為了打發隔離時間,翟浩天帶了六本書到酒店 圖/受訪者提供
秦亮踏進這一行有些偶合。他進行11年,飛國際航線3年有余。
沒人知道她們什么時候能重返天空,就像是無人知曉,這場疫情何時會結束。
而每個地方防疫政策的不同,也會影響到飛行員的隔離時間。“各航空公司是沒有資格制定的,只能配合三部委和地方政府的要求。”秦亮先容。有時,“各地方政府在執行三部委文件的時候也會自己加碼。”

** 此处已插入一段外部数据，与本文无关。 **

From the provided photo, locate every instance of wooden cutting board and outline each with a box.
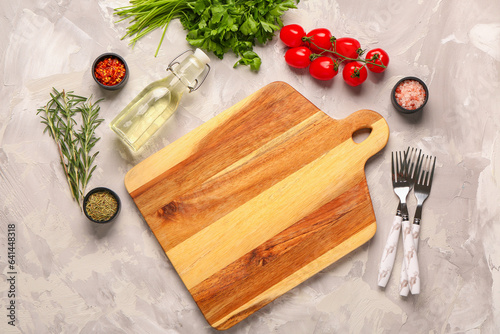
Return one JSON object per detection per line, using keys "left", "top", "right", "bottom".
{"left": 124, "top": 81, "right": 389, "bottom": 330}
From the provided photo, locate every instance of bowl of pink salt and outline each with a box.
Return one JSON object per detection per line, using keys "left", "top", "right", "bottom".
{"left": 391, "top": 77, "right": 429, "bottom": 114}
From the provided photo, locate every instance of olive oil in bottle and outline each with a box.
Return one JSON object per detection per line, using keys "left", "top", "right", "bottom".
{"left": 110, "top": 49, "right": 210, "bottom": 151}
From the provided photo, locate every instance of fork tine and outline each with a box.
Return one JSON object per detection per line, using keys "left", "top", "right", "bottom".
{"left": 401, "top": 149, "right": 407, "bottom": 182}
{"left": 419, "top": 156, "right": 426, "bottom": 185}
{"left": 428, "top": 156, "right": 436, "bottom": 187}
{"left": 406, "top": 147, "right": 412, "bottom": 177}
{"left": 404, "top": 150, "right": 408, "bottom": 176}
{"left": 425, "top": 156, "right": 432, "bottom": 185}
{"left": 394, "top": 151, "right": 398, "bottom": 181}
{"left": 396, "top": 151, "right": 401, "bottom": 182}
{"left": 415, "top": 149, "right": 422, "bottom": 179}
{"left": 398, "top": 150, "right": 405, "bottom": 179}
{"left": 402, "top": 151, "right": 407, "bottom": 180}
{"left": 419, "top": 156, "right": 427, "bottom": 185}
{"left": 416, "top": 153, "right": 424, "bottom": 184}
{"left": 407, "top": 147, "right": 422, "bottom": 181}
{"left": 391, "top": 152, "right": 396, "bottom": 184}
{"left": 397, "top": 152, "right": 402, "bottom": 182}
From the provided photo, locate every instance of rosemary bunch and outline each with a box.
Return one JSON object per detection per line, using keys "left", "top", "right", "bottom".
{"left": 37, "top": 88, "right": 104, "bottom": 209}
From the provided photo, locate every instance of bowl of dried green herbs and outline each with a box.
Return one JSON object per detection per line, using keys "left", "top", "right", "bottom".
{"left": 83, "top": 187, "right": 121, "bottom": 223}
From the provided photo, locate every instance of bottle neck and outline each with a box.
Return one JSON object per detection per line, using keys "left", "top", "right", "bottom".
{"left": 169, "top": 55, "right": 207, "bottom": 92}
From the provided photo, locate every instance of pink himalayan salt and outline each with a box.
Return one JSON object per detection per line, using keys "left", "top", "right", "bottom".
{"left": 395, "top": 80, "right": 426, "bottom": 110}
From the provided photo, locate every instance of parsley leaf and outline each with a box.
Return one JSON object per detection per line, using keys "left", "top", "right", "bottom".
{"left": 235, "top": 51, "right": 262, "bottom": 71}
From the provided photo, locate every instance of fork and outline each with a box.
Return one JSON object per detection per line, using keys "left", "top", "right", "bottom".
{"left": 405, "top": 154, "right": 436, "bottom": 294}
{"left": 399, "top": 147, "right": 422, "bottom": 296}
{"left": 377, "top": 150, "right": 411, "bottom": 287}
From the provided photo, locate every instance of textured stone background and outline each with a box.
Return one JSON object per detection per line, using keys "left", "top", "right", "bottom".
{"left": 1, "top": 0, "right": 500, "bottom": 333}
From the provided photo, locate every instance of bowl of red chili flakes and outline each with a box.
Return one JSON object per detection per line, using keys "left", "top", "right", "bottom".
{"left": 92, "top": 53, "right": 129, "bottom": 90}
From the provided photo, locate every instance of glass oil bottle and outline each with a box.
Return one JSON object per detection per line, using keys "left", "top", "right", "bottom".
{"left": 110, "top": 49, "right": 210, "bottom": 151}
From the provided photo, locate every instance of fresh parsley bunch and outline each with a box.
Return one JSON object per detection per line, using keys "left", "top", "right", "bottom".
{"left": 115, "top": 0, "right": 299, "bottom": 71}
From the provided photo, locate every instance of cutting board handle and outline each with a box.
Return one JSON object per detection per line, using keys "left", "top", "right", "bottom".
{"left": 344, "top": 109, "right": 389, "bottom": 161}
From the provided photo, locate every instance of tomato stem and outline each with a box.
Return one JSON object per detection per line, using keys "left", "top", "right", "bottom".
{"left": 307, "top": 40, "right": 387, "bottom": 69}
{"left": 350, "top": 64, "right": 368, "bottom": 78}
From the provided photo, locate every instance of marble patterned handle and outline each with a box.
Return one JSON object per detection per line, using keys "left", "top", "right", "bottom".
{"left": 400, "top": 222, "right": 422, "bottom": 296}
{"left": 399, "top": 219, "right": 410, "bottom": 296}
{"left": 378, "top": 215, "right": 403, "bottom": 287}
{"left": 411, "top": 224, "right": 421, "bottom": 250}
{"left": 402, "top": 219, "right": 420, "bottom": 294}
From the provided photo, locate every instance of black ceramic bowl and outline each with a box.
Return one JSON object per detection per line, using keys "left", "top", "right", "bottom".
{"left": 83, "top": 187, "right": 121, "bottom": 223}
{"left": 391, "top": 76, "right": 429, "bottom": 114}
{"left": 91, "top": 53, "right": 129, "bottom": 90}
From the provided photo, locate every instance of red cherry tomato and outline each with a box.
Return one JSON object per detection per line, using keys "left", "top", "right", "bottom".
{"left": 342, "top": 61, "right": 368, "bottom": 86}
{"left": 285, "top": 46, "right": 312, "bottom": 68}
{"left": 365, "top": 48, "right": 390, "bottom": 73}
{"left": 306, "top": 28, "right": 332, "bottom": 53}
{"left": 309, "top": 56, "right": 338, "bottom": 81}
{"left": 334, "top": 37, "right": 361, "bottom": 59}
{"left": 280, "top": 24, "right": 306, "bottom": 48}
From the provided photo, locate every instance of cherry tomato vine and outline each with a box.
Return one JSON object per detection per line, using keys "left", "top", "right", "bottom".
{"left": 280, "top": 24, "right": 389, "bottom": 86}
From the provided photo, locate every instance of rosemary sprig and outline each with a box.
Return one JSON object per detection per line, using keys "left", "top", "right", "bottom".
{"left": 37, "top": 88, "right": 104, "bottom": 209}
{"left": 77, "top": 99, "right": 104, "bottom": 196}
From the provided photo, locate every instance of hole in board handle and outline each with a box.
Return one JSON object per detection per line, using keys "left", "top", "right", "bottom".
{"left": 352, "top": 128, "right": 372, "bottom": 144}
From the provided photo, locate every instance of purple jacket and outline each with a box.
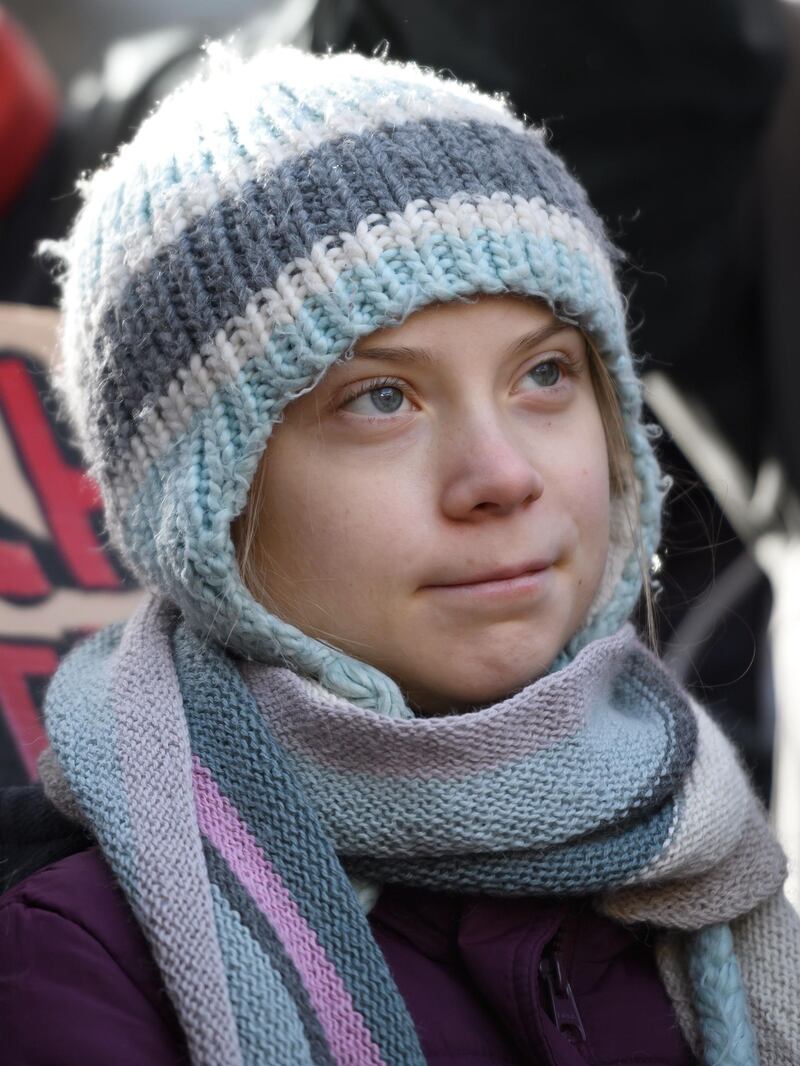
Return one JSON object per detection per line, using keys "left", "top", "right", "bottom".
{"left": 0, "top": 846, "right": 695, "bottom": 1065}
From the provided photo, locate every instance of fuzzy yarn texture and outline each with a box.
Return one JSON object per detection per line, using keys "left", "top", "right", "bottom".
{"left": 45, "top": 46, "right": 664, "bottom": 715}
{"left": 41, "top": 596, "right": 798, "bottom": 1066}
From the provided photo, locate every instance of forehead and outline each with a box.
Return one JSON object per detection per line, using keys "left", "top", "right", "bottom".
{"left": 352, "top": 294, "right": 575, "bottom": 363}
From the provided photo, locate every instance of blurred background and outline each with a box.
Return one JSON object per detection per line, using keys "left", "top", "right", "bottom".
{"left": 2, "top": 0, "right": 799, "bottom": 898}
{"left": 5, "top": 0, "right": 278, "bottom": 83}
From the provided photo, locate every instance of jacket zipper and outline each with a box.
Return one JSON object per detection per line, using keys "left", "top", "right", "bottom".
{"left": 538, "top": 931, "right": 589, "bottom": 1051}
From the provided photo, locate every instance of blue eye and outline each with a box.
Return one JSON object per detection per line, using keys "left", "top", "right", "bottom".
{"left": 370, "top": 386, "right": 405, "bottom": 413}
{"left": 342, "top": 381, "right": 409, "bottom": 416}
{"left": 525, "top": 360, "right": 562, "bottom": 388}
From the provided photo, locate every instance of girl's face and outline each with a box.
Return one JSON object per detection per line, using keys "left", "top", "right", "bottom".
{"left": 246, "top": 295, "right": 611, "bottom": 713}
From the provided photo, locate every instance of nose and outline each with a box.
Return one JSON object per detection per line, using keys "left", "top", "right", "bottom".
{"left": 439, "top": 414, "right": 545, "bottom": 520}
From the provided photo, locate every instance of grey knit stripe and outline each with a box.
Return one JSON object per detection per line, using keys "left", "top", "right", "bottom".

飛行員對疫情最直觀的感受就是航班銳減,秦亮說,“(疫情)最嚴重時,我們的航班量削減了幾乎100%。”國際航線在疫情暴發后很快停了。3月、4月,他基本處于停飛狀態。“航班量下往了,用不著什么通知,大家都很默契。”
往年最久的一次,李夕有43天沒回過家。一個多月的時間內,他先后飛往了芝加哥、紐約和悉尼。飛行間隙,他就在隔離酒店待著。“依照民航總局防疫指南,飛一個芝加哥客機回來,核酸檢測呈陰性的,4天后可以繼續執行國際航班。”李夕告訴本刊記者,國際貨運空運價格,“終極在國內集中隔離時間,則是按照飛行員最后一個航班的進關時間計算”,客機和貨機的隔離時長略有不同,貨機飛行員只要核酸檢測是陰性,不用滿14天。
隔離困境2月伊始,他頻繁接到航班被取消的通知。最后,他“已經公布的航班被取消殆盡”。公司發布通知:安排飛行職員休息半個月,飛行半個月,每個月的飛行小時也由此減少到20到30小時不等。翟浩天意識到自己正在經歷民航業的冷冬,“而這一切發生在一個春天。”